Why crypto exposure hurt
Cryptocurrency markets have been volatile in 2026. Bitcoin and other major tokens swung wildly in recent months, and funds with concentrated crypto positions felt the whiplash. SkyBridge's portfolio, which includes direct holdings and derivatives, was caught on the wrong side of several moves. The result: a second straight quarter of red ink, something Scaramucci's firm hasn't seen since its earlier crypto-driven losses.

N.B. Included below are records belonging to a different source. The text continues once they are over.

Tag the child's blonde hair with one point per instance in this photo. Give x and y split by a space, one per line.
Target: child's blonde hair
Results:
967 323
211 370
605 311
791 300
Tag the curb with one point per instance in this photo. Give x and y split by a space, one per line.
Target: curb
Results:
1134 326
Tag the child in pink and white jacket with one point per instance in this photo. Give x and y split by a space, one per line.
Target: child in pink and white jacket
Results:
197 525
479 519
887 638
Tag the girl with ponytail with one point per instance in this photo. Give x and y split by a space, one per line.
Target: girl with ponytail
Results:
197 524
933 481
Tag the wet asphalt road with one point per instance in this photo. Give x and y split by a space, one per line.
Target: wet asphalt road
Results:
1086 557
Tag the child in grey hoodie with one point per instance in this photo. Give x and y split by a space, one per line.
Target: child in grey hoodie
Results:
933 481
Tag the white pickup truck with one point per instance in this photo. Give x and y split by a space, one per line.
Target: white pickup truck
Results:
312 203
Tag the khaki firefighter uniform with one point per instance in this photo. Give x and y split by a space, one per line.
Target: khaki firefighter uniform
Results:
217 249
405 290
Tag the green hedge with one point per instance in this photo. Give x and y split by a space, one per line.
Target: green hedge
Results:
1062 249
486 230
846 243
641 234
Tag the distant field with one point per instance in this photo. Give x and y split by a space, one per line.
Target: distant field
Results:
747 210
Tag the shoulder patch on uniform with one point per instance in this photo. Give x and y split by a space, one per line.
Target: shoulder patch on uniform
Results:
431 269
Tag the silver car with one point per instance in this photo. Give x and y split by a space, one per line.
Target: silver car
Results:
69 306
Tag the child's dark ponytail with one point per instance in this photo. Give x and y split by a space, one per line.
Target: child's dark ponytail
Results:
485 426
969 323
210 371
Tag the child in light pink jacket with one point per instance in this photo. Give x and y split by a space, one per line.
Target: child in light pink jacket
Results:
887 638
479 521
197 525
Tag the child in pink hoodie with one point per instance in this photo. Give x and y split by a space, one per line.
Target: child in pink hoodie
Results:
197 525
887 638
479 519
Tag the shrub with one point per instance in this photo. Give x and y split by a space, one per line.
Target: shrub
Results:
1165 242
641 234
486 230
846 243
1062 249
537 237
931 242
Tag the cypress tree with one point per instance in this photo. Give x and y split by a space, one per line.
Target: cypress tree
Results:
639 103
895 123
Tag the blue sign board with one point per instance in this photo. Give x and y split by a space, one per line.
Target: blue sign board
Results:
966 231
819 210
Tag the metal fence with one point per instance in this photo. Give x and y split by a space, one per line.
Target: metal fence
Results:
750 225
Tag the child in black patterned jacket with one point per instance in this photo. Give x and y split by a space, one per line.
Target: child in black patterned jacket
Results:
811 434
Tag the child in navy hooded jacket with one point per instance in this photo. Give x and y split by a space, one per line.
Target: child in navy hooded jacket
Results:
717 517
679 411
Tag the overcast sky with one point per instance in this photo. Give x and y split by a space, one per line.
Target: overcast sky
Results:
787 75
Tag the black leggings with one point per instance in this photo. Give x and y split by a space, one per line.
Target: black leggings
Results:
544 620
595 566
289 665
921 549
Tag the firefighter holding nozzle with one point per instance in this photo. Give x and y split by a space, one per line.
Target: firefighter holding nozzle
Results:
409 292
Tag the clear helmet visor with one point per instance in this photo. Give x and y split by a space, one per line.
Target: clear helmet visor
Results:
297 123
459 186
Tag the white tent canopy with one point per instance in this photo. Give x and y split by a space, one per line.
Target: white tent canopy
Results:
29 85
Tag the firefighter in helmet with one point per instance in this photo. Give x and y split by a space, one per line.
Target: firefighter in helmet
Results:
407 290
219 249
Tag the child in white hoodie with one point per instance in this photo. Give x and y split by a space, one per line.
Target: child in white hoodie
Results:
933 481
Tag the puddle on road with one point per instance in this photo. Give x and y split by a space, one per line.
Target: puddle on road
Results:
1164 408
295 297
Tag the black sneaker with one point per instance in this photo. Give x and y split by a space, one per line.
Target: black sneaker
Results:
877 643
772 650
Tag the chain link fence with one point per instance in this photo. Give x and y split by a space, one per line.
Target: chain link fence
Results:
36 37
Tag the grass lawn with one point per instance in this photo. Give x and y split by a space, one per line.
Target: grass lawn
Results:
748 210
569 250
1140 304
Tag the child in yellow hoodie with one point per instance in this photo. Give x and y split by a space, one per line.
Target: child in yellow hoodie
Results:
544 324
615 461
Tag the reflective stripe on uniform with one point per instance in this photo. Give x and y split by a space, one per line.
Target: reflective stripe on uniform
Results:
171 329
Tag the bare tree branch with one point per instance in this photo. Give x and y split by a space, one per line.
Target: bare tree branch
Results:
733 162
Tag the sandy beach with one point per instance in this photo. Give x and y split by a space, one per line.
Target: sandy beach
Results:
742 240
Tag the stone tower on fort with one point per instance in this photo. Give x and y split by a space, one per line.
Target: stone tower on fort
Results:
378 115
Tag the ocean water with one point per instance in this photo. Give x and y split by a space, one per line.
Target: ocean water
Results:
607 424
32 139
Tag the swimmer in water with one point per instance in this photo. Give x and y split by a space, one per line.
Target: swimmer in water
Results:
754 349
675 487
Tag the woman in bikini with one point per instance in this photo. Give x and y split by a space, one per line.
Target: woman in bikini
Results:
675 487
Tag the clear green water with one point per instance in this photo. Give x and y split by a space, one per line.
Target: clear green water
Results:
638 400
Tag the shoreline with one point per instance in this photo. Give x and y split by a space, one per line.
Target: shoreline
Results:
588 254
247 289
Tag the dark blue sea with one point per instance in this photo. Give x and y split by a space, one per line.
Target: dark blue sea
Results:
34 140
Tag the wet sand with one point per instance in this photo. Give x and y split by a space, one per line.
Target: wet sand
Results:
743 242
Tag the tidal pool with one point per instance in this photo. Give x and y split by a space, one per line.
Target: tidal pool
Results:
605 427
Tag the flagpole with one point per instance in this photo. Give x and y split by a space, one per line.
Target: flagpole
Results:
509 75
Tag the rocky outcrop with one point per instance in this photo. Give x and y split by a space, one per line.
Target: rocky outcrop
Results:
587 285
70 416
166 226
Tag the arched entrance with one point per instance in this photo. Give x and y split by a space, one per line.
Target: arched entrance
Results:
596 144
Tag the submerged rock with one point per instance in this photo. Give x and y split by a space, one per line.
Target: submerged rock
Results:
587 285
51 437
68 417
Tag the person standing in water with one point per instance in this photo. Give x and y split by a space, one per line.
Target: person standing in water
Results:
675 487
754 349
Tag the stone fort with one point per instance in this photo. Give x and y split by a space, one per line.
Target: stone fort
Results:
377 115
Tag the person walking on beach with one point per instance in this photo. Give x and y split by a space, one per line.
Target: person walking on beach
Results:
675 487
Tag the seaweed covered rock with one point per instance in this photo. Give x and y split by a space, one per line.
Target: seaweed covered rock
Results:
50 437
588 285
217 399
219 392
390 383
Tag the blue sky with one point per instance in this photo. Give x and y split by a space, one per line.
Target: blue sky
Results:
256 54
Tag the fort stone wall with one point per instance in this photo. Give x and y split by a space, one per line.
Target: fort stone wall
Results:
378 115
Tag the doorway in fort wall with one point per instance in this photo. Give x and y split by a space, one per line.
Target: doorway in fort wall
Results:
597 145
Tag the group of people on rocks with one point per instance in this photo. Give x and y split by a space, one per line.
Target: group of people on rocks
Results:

SkyBridge is a test case for how mainstream money managers handle crypto. Scaramucci has been one of the more vocal advocates on Wall Street, regularly touting Bitcoin as a store of value. But the quarterly losses show that conviction alone doesn't protect a portfolio from volatility. Other traditional funds that followed SkyBridge into crypto are watching closely. The firm's struggles may slow the pace at which pension funds and endowments add digital assets to their mix.
This isn't the first time SkyBridge has been bruised by crypto. The fund posted losses in early 2025 as well, then recovered somewhat. But the new back-to-back pattern suggests the recovery isn't sticking. For Scaramucci, the next quarter will be critical. If he can't turn things around, the narrative about crypto's place in a traditional portfolio will get harder to sell.